Come vedi, oggi, la propensione di bambine e bambini, delle famiglie, nei confronti del baseball?

“Ho notato che ancora oggi, ma forse un po’ meno di prima, molte famiglie ci vedono un po’ come uno sport pericoloso. Oppure come una disciplina dove non si lavora abbastanza da un punto di vista atletico. Sulla pericolosità abbiamo fatto dei grandi passi in avanti: è vero che usiamo mazze e palline, ma sono adeguate sia come misura che come materiale all’età dei giocatori che le utilizzano. Da quest’anno è obbligatorio per i battitori indossare il caschetto con la griglia protettiva del viso, esistono protezioni individuali per varie parti del corpo. In tutti gli soprt del mondo esistono i rischi di infortuni legati al gesto tecnico, agli scontri. Il baseball forse da questo punto di vista è tra i più sicuri. Per quanto riguarda la preparazione di tutti i nostri atleti, visto che nel baseball non solo si deve tirare la palla, battere, ma anche correre, saltare, scivolare, tuffarsi, è necessaria una preparazione a 360 gradi dell’atleta. Finalizzata a renderlo capace di fare anche gesti pazzeschi in una frazione di secondo. Si tratta un po’ come preparare un centometrista, ore ed ore di duro allenamento per dare il meglio in quei pochi secondi di gara. A tutto questo si aggiunge anche la difficoltà di mantenere la calma e la concentrazione per tutta la durata della gara, perché anche solo una piccola distrazione potrebbe compromettere le sorti di una intera partita. Personalmente questo aspetto mi ha aiutato tantissimo, ad esempio, nel lavoro: riesco a dare il meglio quando sono sotto pressione e riesco a gestire i numerosi momenti di ansia”.

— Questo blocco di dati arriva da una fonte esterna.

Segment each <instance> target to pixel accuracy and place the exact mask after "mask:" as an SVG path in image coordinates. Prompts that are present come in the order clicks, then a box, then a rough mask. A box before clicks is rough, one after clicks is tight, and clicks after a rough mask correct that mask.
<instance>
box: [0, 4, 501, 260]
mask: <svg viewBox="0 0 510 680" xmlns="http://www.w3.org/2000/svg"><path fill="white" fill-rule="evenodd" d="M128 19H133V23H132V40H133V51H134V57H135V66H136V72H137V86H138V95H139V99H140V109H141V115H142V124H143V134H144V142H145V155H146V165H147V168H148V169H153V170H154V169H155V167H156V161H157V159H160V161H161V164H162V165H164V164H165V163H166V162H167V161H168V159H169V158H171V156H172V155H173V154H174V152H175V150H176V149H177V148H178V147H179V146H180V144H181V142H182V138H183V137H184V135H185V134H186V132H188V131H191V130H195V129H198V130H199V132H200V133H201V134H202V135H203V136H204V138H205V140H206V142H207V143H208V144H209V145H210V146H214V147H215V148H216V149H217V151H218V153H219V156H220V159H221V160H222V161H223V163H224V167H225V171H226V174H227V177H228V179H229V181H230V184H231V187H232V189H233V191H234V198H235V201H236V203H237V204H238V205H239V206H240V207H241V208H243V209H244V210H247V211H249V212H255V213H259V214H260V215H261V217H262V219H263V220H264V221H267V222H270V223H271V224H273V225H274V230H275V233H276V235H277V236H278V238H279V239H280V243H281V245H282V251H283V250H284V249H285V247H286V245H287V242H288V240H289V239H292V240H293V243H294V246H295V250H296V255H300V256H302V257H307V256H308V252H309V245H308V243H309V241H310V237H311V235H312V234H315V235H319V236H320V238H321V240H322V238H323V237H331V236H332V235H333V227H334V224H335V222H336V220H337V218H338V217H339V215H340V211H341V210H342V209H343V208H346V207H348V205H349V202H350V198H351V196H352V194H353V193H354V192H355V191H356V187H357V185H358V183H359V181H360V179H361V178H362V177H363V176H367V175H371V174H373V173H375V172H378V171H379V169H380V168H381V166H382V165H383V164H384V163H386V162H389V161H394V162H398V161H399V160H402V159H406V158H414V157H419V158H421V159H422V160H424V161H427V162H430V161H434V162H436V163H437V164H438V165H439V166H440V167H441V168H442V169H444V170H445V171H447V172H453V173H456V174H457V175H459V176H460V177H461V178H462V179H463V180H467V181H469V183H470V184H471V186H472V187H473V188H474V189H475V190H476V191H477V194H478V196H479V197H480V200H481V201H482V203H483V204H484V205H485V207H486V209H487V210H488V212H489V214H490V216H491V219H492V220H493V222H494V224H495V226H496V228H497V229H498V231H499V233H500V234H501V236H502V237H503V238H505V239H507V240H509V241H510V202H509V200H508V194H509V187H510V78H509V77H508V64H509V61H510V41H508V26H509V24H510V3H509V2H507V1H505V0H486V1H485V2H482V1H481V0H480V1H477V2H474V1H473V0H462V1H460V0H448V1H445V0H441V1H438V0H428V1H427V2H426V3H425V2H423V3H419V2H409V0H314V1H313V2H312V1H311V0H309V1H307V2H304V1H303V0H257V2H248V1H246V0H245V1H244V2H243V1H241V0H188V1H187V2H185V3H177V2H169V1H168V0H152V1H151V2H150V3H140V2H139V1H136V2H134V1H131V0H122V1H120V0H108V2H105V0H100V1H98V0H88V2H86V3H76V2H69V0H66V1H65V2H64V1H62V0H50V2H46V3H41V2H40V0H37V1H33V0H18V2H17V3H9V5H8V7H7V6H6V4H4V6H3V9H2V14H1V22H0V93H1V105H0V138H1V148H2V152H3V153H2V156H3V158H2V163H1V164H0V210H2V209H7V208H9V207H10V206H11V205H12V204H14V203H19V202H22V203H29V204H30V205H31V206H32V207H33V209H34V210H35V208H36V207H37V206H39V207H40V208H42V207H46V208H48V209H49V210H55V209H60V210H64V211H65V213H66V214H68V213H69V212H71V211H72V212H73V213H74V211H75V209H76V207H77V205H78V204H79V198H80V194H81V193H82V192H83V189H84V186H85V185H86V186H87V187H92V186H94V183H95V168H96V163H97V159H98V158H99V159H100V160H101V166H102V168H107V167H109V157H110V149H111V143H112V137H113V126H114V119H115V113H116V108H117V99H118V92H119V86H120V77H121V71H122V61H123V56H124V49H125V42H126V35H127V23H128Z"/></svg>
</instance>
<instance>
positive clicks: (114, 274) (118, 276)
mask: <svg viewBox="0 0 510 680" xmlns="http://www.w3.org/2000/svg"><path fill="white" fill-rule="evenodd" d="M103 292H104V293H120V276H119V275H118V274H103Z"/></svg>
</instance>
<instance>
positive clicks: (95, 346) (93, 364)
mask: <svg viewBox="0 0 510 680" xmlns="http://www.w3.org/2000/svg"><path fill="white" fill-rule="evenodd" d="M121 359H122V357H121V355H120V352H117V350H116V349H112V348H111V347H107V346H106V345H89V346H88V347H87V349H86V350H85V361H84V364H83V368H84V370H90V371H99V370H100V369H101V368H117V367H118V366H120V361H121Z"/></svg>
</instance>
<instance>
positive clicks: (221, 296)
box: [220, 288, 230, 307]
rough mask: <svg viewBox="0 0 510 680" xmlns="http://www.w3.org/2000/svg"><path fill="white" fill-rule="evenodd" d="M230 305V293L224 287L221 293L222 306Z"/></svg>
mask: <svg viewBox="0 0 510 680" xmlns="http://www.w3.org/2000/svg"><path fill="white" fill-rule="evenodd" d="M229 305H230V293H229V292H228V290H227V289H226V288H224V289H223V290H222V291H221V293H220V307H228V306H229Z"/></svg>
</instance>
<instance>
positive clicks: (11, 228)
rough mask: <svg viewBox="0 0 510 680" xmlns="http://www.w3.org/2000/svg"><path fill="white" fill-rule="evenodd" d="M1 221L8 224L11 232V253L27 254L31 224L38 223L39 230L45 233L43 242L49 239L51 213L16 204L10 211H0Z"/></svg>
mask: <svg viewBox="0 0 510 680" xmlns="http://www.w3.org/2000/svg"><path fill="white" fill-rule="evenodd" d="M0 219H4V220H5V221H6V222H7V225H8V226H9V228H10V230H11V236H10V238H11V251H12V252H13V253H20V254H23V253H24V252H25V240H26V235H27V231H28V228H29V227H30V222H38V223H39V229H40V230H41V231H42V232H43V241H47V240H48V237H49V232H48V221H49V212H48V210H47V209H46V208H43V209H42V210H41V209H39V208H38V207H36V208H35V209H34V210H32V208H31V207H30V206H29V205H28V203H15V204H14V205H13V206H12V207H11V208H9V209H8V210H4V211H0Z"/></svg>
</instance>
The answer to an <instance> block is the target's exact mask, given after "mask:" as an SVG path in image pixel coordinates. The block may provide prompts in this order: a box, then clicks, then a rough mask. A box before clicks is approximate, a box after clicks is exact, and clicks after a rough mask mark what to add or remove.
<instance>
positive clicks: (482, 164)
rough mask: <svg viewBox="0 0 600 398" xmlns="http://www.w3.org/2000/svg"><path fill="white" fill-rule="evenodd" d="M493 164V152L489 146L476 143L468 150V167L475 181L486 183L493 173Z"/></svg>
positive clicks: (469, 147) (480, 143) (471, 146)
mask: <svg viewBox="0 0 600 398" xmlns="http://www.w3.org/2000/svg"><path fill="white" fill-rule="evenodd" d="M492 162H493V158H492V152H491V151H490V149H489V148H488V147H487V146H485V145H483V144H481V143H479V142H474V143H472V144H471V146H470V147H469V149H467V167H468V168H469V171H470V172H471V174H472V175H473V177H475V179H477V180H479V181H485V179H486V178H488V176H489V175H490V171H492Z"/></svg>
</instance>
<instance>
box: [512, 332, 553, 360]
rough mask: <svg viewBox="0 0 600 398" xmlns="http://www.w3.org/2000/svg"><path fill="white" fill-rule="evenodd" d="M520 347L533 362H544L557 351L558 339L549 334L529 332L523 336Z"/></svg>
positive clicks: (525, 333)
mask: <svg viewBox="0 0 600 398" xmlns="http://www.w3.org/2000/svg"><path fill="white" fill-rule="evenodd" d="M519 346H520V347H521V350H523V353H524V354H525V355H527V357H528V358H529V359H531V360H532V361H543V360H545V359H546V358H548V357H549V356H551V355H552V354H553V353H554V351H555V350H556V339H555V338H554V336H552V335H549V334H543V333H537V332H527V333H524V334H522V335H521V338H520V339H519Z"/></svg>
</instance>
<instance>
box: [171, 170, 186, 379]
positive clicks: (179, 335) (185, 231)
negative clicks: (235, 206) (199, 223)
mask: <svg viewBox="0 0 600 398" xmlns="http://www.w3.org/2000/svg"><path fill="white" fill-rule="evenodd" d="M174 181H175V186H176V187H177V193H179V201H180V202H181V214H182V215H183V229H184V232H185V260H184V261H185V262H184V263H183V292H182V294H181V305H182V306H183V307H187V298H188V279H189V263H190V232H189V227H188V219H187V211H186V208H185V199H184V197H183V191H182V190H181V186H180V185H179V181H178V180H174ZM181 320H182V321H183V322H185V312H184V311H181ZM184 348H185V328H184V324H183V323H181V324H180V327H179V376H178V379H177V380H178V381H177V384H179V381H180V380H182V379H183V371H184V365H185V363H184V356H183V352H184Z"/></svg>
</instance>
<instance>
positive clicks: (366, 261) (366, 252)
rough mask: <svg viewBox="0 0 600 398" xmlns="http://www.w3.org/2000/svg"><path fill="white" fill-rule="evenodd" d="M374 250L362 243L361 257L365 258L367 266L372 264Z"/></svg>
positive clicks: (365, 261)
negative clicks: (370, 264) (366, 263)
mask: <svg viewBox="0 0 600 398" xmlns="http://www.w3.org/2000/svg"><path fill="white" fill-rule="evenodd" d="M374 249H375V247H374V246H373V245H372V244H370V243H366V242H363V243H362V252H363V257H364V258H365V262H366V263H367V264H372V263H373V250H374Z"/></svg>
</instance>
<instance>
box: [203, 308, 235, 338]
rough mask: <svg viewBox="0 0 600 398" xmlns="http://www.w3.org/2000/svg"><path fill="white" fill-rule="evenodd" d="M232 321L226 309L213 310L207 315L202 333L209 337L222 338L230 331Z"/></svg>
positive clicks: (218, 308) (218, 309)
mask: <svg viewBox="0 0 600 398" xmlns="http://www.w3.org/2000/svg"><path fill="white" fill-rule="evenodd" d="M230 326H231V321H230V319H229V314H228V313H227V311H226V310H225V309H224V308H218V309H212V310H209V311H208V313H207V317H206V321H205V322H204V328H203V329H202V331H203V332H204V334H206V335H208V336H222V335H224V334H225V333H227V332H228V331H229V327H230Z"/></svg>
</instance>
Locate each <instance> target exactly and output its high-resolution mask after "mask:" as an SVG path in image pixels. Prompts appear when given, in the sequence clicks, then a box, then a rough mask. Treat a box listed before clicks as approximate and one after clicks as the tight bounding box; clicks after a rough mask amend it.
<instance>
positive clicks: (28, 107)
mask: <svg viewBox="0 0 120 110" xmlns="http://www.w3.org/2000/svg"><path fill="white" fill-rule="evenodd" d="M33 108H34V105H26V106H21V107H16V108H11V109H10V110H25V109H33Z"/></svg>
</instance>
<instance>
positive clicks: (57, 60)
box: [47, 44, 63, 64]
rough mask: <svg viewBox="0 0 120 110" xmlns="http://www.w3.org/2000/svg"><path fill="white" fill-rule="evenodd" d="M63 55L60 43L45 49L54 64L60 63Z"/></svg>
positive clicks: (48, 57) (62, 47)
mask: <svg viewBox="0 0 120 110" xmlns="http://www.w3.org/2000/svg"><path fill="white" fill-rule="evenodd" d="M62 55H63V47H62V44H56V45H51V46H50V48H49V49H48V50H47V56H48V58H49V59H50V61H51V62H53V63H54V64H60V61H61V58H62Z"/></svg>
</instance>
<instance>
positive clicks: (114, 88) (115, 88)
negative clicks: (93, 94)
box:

Come si approccia, infine, il Chianti Baseball alla nuova stagione: dacci qualche “linea guida”…

“Il Chianti Baseball ha come mission il far conoscere a più bambini e bambine possibile la bellezza ed il fascino di questo sport, mantenendo il focus sull’attività giovanile (fiore all’occhiello della società) dando tuttavia l’opportunità ai più grandicelli di esprimere il loro talento come meglio credono. Sia con un approccio più “professionale” che più “amatoriale”; l’importante è che ognuno possa trovare, come si suol dire, la giusta scarpa per il proprio piede. In questa maniera già da qualche anno abbiamo iniziato a vedere dei grandi risultati: molti ragazzi continuano a praticare con passione e divertimento, lontano dal Chianti (non abbiamo un impianto dedicato ed adeguato alle categorie seniores sul territorio del comune di Greve in Chianti) ma sempre sotto la nostra supervisione, in modo tale da poter aiutare ed eventualmente indirizzare la crescita di ogni nostro atleta. Questo ci riempie di orgoglio: più di qualunque trofeo”.